Il y a aussi le problème de la célérité des procédures. On a vu, dans le nouveau Code minier, une procédure accélérée dans le délai impératif de demande de permis, notamment les permis de reconnaissance. Mais de manière générale, sur l’ensemble de permis qui existent dans le secteur, les délais qui existent ne rencontrent pas la pratique. Cela veut dire que quelqu’un qui engage la procédure aujourd’hui, ne sait pas quand cela va se terminer. Nous estimons que cela renforce le manque de clarté et de sécurité juridique, qui est capital dans les affaires. Aujourd’hui au Cameroun, on ne peut pas apporter des réponses claires sur le process ou la durée, du fait de la grande disparité entre la pratique et les textes. D’où la fragilisation de l’activité, qui entrave notre attractivité et repousse les investisseurs.
Il y a également la question de la juridiction compétente ou d’arbitrage. Le Cameroun peut s’octroyer une primeur dans la gestion des conflits qui peuvent naitre dans la contractualisation entre les investisseurs et lui, or, on ne peut pas être juge et partie. Comment peut-on imaginer qu’un magistrat camerounais puisse prendre une décision contre l’Etat camerounais au Cameroun ? Il faut donc renforcer le recours à la médiation et à l’arbitrage international qui ne dispose que d’un seul article à lui consacré dans le nouveau Code Minier.
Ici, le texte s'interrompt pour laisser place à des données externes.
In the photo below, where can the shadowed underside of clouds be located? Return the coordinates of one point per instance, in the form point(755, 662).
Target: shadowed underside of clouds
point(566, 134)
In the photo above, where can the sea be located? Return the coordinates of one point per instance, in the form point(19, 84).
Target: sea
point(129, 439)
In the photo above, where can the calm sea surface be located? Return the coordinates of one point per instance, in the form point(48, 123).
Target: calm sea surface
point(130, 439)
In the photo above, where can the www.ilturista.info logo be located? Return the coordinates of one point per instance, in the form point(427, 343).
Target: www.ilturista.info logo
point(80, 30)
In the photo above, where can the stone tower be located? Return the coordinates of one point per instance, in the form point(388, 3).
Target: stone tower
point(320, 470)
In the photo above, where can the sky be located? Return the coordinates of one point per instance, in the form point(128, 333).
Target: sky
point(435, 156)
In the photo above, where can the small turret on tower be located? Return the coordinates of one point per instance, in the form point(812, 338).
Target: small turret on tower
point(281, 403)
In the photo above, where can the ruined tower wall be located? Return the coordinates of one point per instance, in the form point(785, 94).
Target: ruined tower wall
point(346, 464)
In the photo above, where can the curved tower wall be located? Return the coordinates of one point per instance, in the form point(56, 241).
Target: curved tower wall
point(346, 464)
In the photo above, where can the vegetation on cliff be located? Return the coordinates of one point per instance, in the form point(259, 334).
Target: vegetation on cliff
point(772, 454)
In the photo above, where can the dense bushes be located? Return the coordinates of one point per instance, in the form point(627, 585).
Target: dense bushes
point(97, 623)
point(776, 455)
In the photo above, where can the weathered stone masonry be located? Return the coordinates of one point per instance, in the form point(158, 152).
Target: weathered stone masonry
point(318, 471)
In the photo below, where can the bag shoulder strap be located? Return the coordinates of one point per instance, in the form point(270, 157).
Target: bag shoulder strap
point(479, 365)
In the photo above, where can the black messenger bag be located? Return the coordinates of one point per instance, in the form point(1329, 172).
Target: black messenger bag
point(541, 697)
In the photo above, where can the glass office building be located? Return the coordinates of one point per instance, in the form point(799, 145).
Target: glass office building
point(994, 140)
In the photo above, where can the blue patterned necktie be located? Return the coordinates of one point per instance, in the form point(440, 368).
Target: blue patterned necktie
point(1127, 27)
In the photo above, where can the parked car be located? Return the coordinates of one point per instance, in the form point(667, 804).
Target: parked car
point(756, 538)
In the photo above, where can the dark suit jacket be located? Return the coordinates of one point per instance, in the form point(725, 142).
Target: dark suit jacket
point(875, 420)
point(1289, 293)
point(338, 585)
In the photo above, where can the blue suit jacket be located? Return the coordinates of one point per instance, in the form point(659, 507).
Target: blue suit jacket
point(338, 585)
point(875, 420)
Pour revenir sur la transparence, le répertoire des contrats doit pouvoir être disponible. Aujourd’hui, ils ont prévu un répertoire physique et un registre digital. Mais on ne demande qu’à voir. Il faut aussi une cartographie des ressources du Cameroun. En réalité, on a le sentiment qu’on n’a pas commencé par le commencement. On tente de copier ce qui existe ailleurs, sans les prérequis qu’il faut pour permettre à ce texte d’exister véritablement. Une cartographie de départ est capital.
Avez-vous quand-même l’impression que le secteur minier camerounais suscite un certain intérêt pour les investisseurs internationaux ?
Vous savez, les investisseurs sont des êtres froids. Ils peuvent être contre aujourd’hui, et pour demain. Tout dépend de l’opportunité. Dès qu’une cartographie de nos ressources sera faite, les investisseurs vont se jeter dessus. Actuellement, il n’y’a pas de véritable appétence de l’extérieur parce qu’il y a une ignorance sur le potentiel minier camerounais. Mais, une fois que l’information sera disponible, évidemment qu’il y aura un revirement sur cette situation.
Pour le moment, il n’y a aucune donnée chiffrée fiable qui va faire en sorte qu’un investisseur en Australie va se dire, je vais aller au Cameroun. Les investisseurs que nous avons aujourd’hui, ce sont des gens qui se sont retrouvés investisseurs par défaut, à cause de ce que des Camerounais avaient pris des initiatives, avaient obtenu des permis, et sont allés chercher des financements ailleurs. N’ayant pas pu honorer les remboursements desdits financements, certains financiers étrangers se sont retrouvés propriétaires de sociétés minières pris en garantie. Si nous voulons changer le tir, il faut pourvoir une information claire et un peu plus précise sur le potentiel minier Camerounais.